“Özür dilerim ama” aşk var mı?
Çok şükür ki bir Sevgililer Günü’nü daha kazasız, belasız atlattık.

Kaan Göktaş

Heygirl’de falan değil de, Elele’de yazdığıma göre, bu konularda daha fazla ayağı yere basan, aklı başında insanlar olduğunuzu umuyorum. Sonuçta hepimiz koca koca birer yetişkiniz.
Eğer aşkı IQ ortalaması 60 olan okur kitlesine hitap eden beyaz dizi romanlarından ya da Twitter fenomenlerinden öğrenme gibi bir derdiniz yoksa, zaten gerçekte “aşk” diye bir şeyin olmadığını da biliyorsunuzdur.
Sahi aşk var mı? Peki Şirin Baba var mı? Zeus?
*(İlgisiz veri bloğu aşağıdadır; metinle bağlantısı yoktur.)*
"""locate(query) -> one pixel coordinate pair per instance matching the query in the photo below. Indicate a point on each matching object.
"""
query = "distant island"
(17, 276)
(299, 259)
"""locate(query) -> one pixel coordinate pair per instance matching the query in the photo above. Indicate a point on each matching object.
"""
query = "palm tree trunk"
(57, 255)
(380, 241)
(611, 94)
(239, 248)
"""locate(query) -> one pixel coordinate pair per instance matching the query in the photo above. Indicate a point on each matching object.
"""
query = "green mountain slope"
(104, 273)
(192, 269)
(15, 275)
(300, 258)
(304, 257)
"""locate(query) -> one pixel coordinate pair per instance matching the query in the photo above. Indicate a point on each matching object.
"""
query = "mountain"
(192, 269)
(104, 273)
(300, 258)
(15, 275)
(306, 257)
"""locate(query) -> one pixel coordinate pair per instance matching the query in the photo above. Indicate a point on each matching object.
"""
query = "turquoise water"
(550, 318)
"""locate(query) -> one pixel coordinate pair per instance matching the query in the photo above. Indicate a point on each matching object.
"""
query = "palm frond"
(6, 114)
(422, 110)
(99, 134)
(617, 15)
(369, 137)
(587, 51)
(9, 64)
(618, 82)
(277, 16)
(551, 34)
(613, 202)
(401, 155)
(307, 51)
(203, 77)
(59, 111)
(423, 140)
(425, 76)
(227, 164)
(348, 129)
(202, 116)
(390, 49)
Örümcek Adam?
Bana her aşktan bahsedene, tek bir hikaye anlatırım : Rahmetli dedemle babaannem neredeyse kırk yıl evli kaldılar. Üstelik bunun hemen hemen 10 yılında, yatağa bağımlı halde hasta olan babaanneme, dedem baktı. Babaannem öldükten yıllar sonra, bir gün yanımda hüngür hüngür ağlamıştı dedem, “Her gece dua ediyorum ama daha bir kez rüyamda görmedim.” diye.
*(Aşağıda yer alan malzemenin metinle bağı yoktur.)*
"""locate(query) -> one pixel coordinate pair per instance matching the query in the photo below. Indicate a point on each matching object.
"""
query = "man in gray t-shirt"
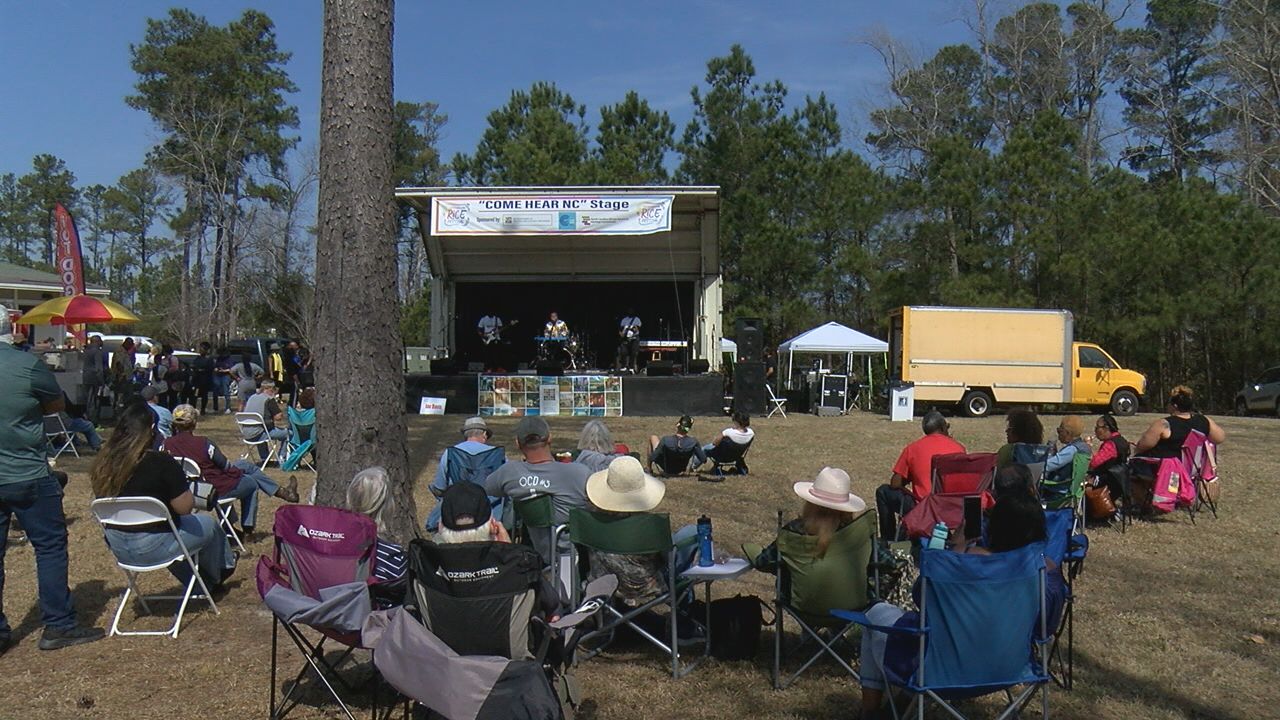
(540, 474)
Çocuk aklımla anlam verememiştim…
Sahi, bizlerin adına “aşk” dediğimiz şeyin, bu duygunun yanından yöresinden geçme şansı var mı?
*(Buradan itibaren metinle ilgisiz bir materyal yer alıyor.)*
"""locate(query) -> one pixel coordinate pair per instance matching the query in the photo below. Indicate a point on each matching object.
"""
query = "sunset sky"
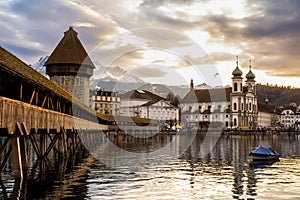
(167, 41)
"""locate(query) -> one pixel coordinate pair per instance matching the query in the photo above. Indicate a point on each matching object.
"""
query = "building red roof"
(208, 95)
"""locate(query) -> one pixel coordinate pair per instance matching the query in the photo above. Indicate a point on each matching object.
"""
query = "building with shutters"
(234, 106)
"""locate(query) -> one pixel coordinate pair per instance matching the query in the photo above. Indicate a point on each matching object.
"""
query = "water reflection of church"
(234, 106)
Günümüzde aşk, bazı şeyleri legalleştirmek için takılan bir kulp… Bu legalleştirmeyi, daha çok kendimize karşı uyguluyoruz. Türkçesi; kendimizi kandırıyoruz işte. Pişman olmadan sevişmenin, vicdan azabı çekmeden aldatmanın, hatta en masum el ele tutuşmanın, öpüşmenin bahanesine “aşk” diyoruz.
“Aşık olmadan sevişemem”ciler, aslında “Ben de çok istiyorum ama önce her önüne gelenle yatan biri olmadığıma, zor kadın olduğuma kendimi, seni ve etrafı ikna etmeliyim.” den başka bir şey demiyor…
Bütün bunları neden yazıyorum?
Yine de aşka bir şans vermek lazım mı sanki?
Ya da şöyle düşünelim, varsın aşka inananlar olsun, ne zararı var?
İlk çıktığında da bahsetmiştim: İşte Tolga Akyıldız’ın “Özür Dilerim Çok Sevdim"i benim gibi katı düşünenleri bile aşk cephhesine bir adım yaklaştırıyor.